Thermocouples are temperature sensors consists of two different metals joined together at one end. When the junction of the two metals is heated or cooled, a voltage is created which can be related to temperature.
A thermocouple is a simple, robust, cost-effective temperature sensor used in various temperature measurement processes. Various applications rely upon thermocouples. However, due to their wide range of models and technical specifications, it is vital to understand its basic structure, functionality, and ranges to better determine the right thermocouple type and material of thermocouple for an application.
Construction of Thermocouple
A thermocouple consists of two dissimilar metal conductors, which are electrically insulated except for the hot junction. At the hot junction, the conductors may be soldered or welded together. A refractory/metal sheath protects the thermocouple from mechanical damage. Two metal wires are extended as compensating cables or extension cables, which allows the meter or read-out device to be placed at a considerable distance away from the hot junction of the thermocouple.
Working of Thermocouple
The thermocouple is mainly used to measure high temperatures in furnaces. A junction kept near the hot surface is called the hot junction. The junction at which emf generated is measured is called cold junction. The magnitude of emf generated depends upon the temperature difference of two junctions and the type of metal used. Emf generated is directly calibrated in terms of temperature at the read-out device or meter reader to indicate the reading of temperature difference between two junctions.
Factors to consider when selecting Thermocouples for Temperature Measurement
- Construction, whether rigid.
- Atmospheric or environmental conditions.
- Type of insulation used.
Materials for thermocouples
Materials commonly used are copper, iron, platinum, rhodium, and alloys such as Constantan (60% Cu + 40% Ni) and Cromil (10% Cr + 90% Ni). The size of the wire depends upon the temperature range to be measured. For the measurement of high temperatures, heavier wires are used.
Pros of Thermocouple
- Wide measurement range of temperature from -200°C to 1600°C.
- Cheaper than a resistance thermometer (RTD).
- Accurate Measurements.
- Good reproducibility.
- Low cost. No need for external supply.
- Rigid and robust construction can be used in high vibration or adverse environments.
- Bridge circuits are not required for measurements.
- Ability to connect to suitable electrical equipment for measuring rapid or sudden changes in temperature.
Cons of Thermocouple
- Thermocouple does not allow any compromise in essential requirements during temperature measurements, such as Cold junction, Cable, and Lead compensation.
- Output is minimal. Requires signal amplification.

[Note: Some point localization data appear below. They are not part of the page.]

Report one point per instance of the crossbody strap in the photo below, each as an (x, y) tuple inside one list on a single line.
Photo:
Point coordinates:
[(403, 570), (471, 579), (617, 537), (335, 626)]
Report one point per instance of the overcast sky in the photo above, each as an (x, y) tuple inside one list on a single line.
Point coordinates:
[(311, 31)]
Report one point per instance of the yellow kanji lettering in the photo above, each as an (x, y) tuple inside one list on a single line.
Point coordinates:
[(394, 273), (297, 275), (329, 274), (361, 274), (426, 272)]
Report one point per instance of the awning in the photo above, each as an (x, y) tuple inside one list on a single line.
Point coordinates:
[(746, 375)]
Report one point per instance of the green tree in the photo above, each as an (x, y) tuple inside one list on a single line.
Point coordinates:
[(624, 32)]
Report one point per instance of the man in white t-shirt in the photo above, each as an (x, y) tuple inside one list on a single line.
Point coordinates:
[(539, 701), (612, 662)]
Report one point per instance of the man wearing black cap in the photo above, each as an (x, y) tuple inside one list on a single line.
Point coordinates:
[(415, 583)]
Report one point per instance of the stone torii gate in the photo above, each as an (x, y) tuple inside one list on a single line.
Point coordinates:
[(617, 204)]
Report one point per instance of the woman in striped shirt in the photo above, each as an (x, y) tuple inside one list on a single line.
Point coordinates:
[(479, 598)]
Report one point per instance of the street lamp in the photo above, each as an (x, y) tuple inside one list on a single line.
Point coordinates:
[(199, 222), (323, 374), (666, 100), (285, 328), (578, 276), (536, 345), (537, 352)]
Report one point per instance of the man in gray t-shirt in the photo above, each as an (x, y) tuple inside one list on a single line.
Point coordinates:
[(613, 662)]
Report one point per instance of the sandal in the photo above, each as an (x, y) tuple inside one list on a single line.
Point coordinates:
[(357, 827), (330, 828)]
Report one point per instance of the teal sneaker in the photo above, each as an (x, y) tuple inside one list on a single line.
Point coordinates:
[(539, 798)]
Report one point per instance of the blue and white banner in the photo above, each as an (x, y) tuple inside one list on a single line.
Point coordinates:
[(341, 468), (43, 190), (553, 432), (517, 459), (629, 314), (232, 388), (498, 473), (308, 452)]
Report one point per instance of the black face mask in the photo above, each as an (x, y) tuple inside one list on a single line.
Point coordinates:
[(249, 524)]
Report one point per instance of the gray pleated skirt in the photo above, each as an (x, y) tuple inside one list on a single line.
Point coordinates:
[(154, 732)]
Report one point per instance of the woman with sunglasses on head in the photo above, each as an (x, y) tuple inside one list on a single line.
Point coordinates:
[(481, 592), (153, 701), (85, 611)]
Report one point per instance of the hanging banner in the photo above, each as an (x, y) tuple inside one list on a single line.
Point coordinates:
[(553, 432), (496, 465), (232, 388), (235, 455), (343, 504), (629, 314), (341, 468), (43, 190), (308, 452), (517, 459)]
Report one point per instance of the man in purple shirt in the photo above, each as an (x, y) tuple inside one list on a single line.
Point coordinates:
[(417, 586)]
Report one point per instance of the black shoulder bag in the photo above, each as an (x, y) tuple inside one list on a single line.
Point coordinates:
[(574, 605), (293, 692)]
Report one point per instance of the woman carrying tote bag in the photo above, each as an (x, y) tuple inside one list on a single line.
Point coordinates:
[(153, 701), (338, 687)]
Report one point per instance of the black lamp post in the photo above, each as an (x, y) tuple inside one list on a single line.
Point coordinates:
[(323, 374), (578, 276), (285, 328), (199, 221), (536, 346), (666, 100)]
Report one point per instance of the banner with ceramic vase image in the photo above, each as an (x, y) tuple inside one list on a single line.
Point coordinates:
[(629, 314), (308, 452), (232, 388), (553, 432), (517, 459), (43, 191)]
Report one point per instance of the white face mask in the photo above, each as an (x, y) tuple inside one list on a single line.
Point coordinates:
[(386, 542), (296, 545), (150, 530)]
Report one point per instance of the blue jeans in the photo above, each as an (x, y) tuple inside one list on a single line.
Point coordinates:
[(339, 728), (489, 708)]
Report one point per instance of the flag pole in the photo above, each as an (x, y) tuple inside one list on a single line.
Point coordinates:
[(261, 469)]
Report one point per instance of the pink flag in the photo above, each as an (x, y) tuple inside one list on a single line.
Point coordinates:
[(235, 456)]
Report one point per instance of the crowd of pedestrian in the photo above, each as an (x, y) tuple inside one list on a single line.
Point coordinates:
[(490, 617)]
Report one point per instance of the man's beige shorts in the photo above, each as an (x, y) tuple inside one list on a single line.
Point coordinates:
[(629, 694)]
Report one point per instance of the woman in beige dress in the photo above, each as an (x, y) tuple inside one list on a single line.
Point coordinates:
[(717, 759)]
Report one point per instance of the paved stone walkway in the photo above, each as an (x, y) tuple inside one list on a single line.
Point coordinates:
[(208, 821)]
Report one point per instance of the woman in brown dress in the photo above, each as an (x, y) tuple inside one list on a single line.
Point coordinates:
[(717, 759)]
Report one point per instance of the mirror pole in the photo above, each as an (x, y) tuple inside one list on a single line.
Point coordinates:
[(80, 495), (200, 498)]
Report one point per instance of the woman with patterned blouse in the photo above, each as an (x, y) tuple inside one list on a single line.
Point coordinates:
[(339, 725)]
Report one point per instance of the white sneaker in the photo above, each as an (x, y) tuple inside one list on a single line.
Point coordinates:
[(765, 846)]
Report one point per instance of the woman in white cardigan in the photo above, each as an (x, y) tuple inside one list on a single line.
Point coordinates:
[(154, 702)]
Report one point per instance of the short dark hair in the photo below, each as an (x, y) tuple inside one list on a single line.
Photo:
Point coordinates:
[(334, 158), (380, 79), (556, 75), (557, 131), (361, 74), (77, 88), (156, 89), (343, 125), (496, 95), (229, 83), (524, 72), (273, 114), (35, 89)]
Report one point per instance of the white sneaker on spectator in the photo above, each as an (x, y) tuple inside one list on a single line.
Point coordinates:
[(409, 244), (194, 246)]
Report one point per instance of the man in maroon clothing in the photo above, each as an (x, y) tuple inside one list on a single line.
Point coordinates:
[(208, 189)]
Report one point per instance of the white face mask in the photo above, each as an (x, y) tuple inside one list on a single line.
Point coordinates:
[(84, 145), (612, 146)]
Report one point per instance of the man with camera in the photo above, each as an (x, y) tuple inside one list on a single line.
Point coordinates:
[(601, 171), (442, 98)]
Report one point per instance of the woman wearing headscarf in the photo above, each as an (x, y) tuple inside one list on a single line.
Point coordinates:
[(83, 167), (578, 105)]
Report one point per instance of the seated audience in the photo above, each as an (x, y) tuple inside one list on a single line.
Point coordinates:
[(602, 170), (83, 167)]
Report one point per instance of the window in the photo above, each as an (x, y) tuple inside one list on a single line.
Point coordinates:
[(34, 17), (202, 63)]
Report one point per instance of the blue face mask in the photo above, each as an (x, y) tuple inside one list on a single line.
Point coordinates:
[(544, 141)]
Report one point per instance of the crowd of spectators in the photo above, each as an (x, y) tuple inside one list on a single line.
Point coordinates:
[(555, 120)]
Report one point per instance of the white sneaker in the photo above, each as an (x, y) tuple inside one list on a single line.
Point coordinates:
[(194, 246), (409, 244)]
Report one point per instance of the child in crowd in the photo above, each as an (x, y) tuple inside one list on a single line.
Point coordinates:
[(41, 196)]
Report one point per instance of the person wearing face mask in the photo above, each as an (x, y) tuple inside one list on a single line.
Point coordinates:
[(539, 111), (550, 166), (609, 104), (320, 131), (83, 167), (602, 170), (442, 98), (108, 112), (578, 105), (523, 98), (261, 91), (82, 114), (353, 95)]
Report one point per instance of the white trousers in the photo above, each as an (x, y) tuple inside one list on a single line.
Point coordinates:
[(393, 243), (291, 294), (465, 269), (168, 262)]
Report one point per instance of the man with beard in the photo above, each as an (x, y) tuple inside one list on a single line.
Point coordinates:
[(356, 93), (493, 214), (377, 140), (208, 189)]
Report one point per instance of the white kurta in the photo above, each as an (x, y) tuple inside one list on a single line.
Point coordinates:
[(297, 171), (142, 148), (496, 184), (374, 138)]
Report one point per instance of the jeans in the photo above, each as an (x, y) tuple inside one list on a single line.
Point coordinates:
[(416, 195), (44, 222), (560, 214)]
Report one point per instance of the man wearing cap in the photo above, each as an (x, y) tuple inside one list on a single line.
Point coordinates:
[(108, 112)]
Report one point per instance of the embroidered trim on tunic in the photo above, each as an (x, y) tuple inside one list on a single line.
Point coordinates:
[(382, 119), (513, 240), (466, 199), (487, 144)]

- At high temperatures, thermocouple shows a non-linear relationship of Temperature-EMF.
- Not suitable for areas subject to strong radiation fields.

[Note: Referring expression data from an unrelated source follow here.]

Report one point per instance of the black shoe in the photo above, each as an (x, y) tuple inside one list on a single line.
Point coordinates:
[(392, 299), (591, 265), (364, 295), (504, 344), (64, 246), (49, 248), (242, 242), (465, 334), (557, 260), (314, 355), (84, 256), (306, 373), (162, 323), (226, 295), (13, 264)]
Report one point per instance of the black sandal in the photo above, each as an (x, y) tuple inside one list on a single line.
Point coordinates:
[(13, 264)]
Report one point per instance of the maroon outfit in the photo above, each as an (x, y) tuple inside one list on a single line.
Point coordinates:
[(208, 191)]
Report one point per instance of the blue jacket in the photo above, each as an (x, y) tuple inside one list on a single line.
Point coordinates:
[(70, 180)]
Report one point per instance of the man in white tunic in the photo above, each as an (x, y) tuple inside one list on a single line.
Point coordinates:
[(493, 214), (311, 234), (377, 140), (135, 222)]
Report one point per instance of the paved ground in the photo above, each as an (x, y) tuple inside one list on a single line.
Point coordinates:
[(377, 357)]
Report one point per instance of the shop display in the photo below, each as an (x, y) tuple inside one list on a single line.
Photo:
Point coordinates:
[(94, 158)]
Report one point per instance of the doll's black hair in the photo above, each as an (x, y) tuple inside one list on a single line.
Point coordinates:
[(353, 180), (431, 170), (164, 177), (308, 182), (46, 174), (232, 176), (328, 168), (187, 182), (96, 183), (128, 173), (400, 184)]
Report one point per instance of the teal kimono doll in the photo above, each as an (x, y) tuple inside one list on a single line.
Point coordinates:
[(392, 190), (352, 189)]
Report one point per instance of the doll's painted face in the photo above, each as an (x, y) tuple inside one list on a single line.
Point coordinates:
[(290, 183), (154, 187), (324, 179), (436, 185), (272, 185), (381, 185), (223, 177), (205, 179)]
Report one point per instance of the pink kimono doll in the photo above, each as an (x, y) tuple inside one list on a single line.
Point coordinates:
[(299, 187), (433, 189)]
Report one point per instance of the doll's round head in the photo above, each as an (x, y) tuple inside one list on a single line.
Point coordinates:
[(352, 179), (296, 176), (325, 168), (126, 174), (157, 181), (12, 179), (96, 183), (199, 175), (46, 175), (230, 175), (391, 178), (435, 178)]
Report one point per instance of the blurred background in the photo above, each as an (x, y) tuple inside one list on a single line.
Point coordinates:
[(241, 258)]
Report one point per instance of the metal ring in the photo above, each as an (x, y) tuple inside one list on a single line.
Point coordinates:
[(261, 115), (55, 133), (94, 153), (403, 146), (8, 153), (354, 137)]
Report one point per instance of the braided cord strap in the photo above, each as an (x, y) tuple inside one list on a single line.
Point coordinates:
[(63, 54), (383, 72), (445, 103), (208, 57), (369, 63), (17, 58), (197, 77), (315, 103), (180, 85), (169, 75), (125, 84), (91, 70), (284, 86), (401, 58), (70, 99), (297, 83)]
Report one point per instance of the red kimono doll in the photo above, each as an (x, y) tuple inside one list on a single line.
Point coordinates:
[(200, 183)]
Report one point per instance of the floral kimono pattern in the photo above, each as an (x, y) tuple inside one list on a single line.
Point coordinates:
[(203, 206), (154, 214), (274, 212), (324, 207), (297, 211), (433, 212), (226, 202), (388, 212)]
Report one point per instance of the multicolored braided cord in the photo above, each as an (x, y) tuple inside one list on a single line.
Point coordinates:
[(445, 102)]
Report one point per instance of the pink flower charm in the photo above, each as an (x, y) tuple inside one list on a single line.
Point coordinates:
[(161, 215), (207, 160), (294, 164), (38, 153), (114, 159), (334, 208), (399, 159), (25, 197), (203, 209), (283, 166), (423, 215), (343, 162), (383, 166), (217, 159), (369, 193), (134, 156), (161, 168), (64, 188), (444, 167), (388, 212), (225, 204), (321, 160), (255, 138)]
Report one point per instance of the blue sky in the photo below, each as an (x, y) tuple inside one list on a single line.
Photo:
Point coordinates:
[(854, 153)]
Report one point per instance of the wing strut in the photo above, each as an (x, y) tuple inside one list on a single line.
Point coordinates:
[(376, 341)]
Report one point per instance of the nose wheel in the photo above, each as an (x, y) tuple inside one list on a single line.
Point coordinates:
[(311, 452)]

- Slower response than RTD. Therefore, it cannot be used for high-sensitivity applications.
- Proper separation of extension cables from thermocouple wires is essential to avoid errors.
Applications of Thermocouple
- For monitoring liquid and gas temperatures in pipes, ducts, or in storage. Industrial furnaces, hot baths, and solutions in chemical reactors.
- For temperature measurement in the cryogenic range (-150°C to 273°C).
- Measurement of subzero temperature in the refrigeration system.
Choosing a Thermocouple?
Because a thermocouple can take many shapes and forms, it is crucial to understand how to select the suitable sensor correctly. The most common criteria used to make that choice are the temperature range, chemical resistance, abrasion and vibration resistance, and installation requirements. Installation requirements would also dictate the choice of a thermocouple probe. There are different types of thermocouples with various applications. For example, an exposed thermocouple will work best when high response times are required, but an ungrounded thermocouple is better in corrosive environments.
How do I know which type of junction to choose?
Sheathed thermocouple probes have three junction types: grounded, ungrounded, or exposed. At the end of a grounded junction probe, the thermocouple leads are physically attached to the inside of the probe wall. As a result, the probe wall transfers heat from the outside to the thermocouple junction effectively. The thermocouple junction is detached from the probe wall in an ungrounded probe. The response time is slower than the grounded style, but the ungrounded style provides electrical isolation.